14. Remedies; Indemnity; Fees 

(a) Indemnity. Recipient shall indemnify, defend, and hold harmless M3, its affiliates, and their respective directors, officers, employees, and agents from and against any and all losses, damages, liabilities, penalties, fines, costs, and expenses (including reasonable attorneys’ fees and experts’ fees) arising out of or relating to: (i) any breach of this Agreement by Recipient or its Authorized Representatives, subcontractors, or subprocessors; (ii) any unauthorized access to, acquisition of, use of, or disclosure of Confidential Information; (iii) any failure to timely return, destroy, or certify destruction as required; (iv) any use of AI or automated systems in violation of this Agreement; and (v) any claim, demand, action, investigation, or proceeding by a third party or government authority relating to the foregoing. This indemnity covers, without limitation, reasonable costs for forensics, containment, remediation, notifications, regulator engagement, credit monitoring or identity protection, public communications, business interruption to the extent attributable to the breach, implementation of court-ordered relief, and service credits or similar remedies paid to third parties due to Recipient’s conduct.

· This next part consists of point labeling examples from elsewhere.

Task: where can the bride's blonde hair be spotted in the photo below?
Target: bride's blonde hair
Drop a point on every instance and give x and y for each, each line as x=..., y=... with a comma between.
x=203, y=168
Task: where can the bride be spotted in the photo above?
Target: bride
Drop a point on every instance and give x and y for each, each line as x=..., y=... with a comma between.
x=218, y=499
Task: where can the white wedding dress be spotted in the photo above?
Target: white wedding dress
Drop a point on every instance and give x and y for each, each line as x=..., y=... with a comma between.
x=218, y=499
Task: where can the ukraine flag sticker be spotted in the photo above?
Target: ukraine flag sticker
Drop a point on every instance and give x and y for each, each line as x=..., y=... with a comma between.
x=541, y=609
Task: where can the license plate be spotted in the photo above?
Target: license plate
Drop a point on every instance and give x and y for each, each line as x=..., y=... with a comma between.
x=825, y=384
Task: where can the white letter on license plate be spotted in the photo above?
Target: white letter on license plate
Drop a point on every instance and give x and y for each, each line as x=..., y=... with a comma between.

(b) Defense and settlement. Upon written tender by M3, Recipient shall immediately defend the indemnified parties with counsel reasonably acceptable to M3. M3 may participate with its own counsel at its own expense (or at Recipient’s expense if a conflict of interest arises). Recipient shall not settle any matter without M3’s prior written consent if the settlement imposes any non-monetary obligation on M3, requires an admission of wrongdoing by M3, restricts M3’s operations, or fails to unconditionally release the indemnified parties. M3’s approval shall not be unreasonably withheld for settlements that solely involve monetary payment fully funded by Recipient and an unconditional release of the indemnified parties.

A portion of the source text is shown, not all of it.